Let's finally start our registry.
Supervision trees
Now that we have the start/2
callback, we can finally go ahead and start our registry. You may be tempted to do it like this:
def start(_type, _args) do
Registry.start_link(name: KV, keys: :unique)
Supervisor.start_link([], strategy: :one_for_one)
end
However, this would not be a good idea. In Elixir, we typically start processes inside supervision trees. In fact, we rarely use the start_link
functions to start processes (except at the root of the supervision tree itself). Instead, do this:
def start(_type, _args) do
children = [
{Registry, name: KV, keys: :unique}
]
Supervisor.start_link(children, strategy: :one_for_one)
end
A supervisor receives one or more child specifications that tell it exactly how to start each child. A child specification is typically represented by a {module, options}
pair, as shown above, and often as simply the module name. Sometimes, these children are supervisors themselves, giving us supervision trees.
Let's take it for a spin and see if we can indeed name our buckets using our new registry. Let's make sure to start a new iex -S mix
(recompile()
is not enough, as it does not reload your supervision tree) and then:
iex> name = {:via, Registry, {KV, "shopping"}}
iex> KV.Bucket.start_link(name: name)
{:ok, #PID<0.43.0>}
iex> KV.Bucket.put(name, "milk", 1)
:ok
iex> KV.Bucket.get(name, "milk")
1
Perfect, this time we didn't need to start the registry inside iex
, as it was started as part of the application itself.
By starting processes inside supervisors, we gain important properties such as:
Introspection: for each application, you can fully introspect and visualize each process in its supervision tree, its memory usage, message queue, etc
Resilience: when a process fails for an unexpected reason, its supervisor controls if and how those processes should be restarted, leading to self-healing systems
Graceful shutdown: when your application is shutting down, the children of a supervision tree are terminated in the opposite order they were started, leading to graceful shutdowns
Projects or applications?
Mix makes a distinction between projects and applications.
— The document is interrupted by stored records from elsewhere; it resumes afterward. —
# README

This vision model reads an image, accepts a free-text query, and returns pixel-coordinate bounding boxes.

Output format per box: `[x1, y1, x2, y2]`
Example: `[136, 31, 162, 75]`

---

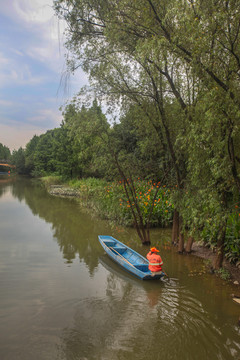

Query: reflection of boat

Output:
[98, 235, 165, 280]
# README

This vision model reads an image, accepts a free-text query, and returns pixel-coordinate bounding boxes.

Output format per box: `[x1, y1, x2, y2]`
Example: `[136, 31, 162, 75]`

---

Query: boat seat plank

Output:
[103, 240, 116, 247]
[113, 246, 126, 254]
[134, 264, 149, 271]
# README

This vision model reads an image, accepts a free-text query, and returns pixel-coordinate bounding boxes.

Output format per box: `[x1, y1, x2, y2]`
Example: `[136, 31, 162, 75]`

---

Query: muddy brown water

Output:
[0, 176, 240, 360]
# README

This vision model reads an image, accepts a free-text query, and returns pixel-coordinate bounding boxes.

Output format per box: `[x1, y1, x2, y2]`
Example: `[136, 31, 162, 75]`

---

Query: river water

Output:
[0, 176, 240, 360]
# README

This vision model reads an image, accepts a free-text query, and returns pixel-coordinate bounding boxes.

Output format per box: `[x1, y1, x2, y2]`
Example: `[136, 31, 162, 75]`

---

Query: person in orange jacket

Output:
[147, 247, 163, 272]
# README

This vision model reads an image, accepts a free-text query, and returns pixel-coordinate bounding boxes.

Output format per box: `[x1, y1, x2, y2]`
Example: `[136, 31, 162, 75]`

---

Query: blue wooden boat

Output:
[98, 235, 165, 280]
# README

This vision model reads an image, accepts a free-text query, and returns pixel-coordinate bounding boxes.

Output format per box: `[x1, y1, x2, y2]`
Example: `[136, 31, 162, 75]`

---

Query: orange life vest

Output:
[147, 251, 163, 272]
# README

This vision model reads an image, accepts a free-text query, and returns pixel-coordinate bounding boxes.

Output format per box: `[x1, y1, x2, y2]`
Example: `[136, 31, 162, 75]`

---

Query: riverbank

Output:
[47, 185, 240, 296]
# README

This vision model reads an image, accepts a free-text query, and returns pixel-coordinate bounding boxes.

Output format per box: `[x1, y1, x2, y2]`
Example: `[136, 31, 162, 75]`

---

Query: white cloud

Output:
[27, 108, 62, 126]
[0, 54, 47, 88]
[0, 121, 42, 151]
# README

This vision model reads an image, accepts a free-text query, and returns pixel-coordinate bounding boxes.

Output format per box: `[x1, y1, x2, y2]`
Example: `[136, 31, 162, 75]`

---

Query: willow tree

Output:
[55, 0, 240, 264]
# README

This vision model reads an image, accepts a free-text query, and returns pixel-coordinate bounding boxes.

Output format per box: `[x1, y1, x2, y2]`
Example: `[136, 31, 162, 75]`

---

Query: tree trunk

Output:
[185, 236, 194, 254]
[172, 210, 179, 245]
[178, 217, 184, 254]
[214, 223, 226, 270]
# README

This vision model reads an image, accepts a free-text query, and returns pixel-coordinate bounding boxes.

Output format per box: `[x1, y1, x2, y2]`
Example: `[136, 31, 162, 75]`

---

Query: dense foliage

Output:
[4, 0, 240, 268]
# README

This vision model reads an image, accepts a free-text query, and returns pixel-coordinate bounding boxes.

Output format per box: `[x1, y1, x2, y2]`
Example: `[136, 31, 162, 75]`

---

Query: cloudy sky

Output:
[0, 0, 87, 150]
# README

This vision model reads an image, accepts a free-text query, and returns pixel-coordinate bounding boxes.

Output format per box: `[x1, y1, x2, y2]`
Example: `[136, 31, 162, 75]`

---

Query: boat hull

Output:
[98, 235, 165, 280]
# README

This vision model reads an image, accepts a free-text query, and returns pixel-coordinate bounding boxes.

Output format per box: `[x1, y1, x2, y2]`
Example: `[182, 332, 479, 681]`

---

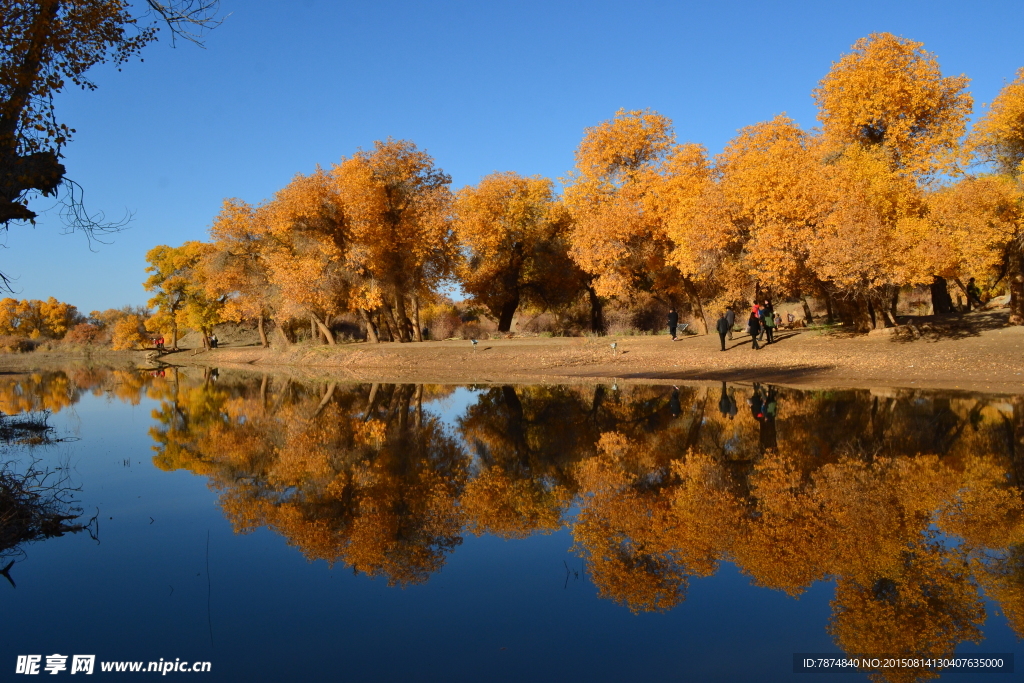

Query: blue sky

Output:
[8, 0, 1024, 312]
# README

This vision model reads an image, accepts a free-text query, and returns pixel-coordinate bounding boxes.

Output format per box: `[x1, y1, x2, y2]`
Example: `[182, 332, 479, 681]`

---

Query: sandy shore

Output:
[0, 313, 1024, 394]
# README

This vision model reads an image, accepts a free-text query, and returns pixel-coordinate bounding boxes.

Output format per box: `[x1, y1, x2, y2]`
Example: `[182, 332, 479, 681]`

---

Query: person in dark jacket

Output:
[715, 312, 732, 351]
[746, 311, 761, 351]
[669, 308, 679, 341]
[761, 299, 775, 344]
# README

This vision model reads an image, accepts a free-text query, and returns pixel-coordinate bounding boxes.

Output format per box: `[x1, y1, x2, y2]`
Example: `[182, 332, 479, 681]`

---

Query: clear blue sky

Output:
[8, 0, 1024, 312]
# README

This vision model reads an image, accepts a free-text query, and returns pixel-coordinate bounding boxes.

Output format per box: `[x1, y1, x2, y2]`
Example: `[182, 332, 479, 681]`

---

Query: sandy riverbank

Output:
[0, 313, 1024, 393]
Based on the contents of our mix.exs
file, we would say we have a Mix project that defines the :kv
application.
When we say "project" you should think about Mix. Mix is the tool that manages your project. It knows how to compile your project, test your project and more. It also knows how to compile and start the application relevant to your project.
When we talk about applications, we talk about OTP. Applications are the entities that are started and stopped as a whole by the runtime. You can learn more about applications and how they relate to booting and shutting down of your system as a whole in the documentation for the Application
module.
Summing up
We learned important concepts in this chapter:
Naming registries allow us to find processes in a given machine (or, as we will see in the future, even in a cluster)
Applications bundle our modules, its dependencies, and how code starts and stops
Processes are started as part of supervisors for introspection and fault-tolerance
In the next chapter, we will tie it all up by making sure all our buckets are named and supervised. To do so, we will learn a new tool called dynamic supervisors.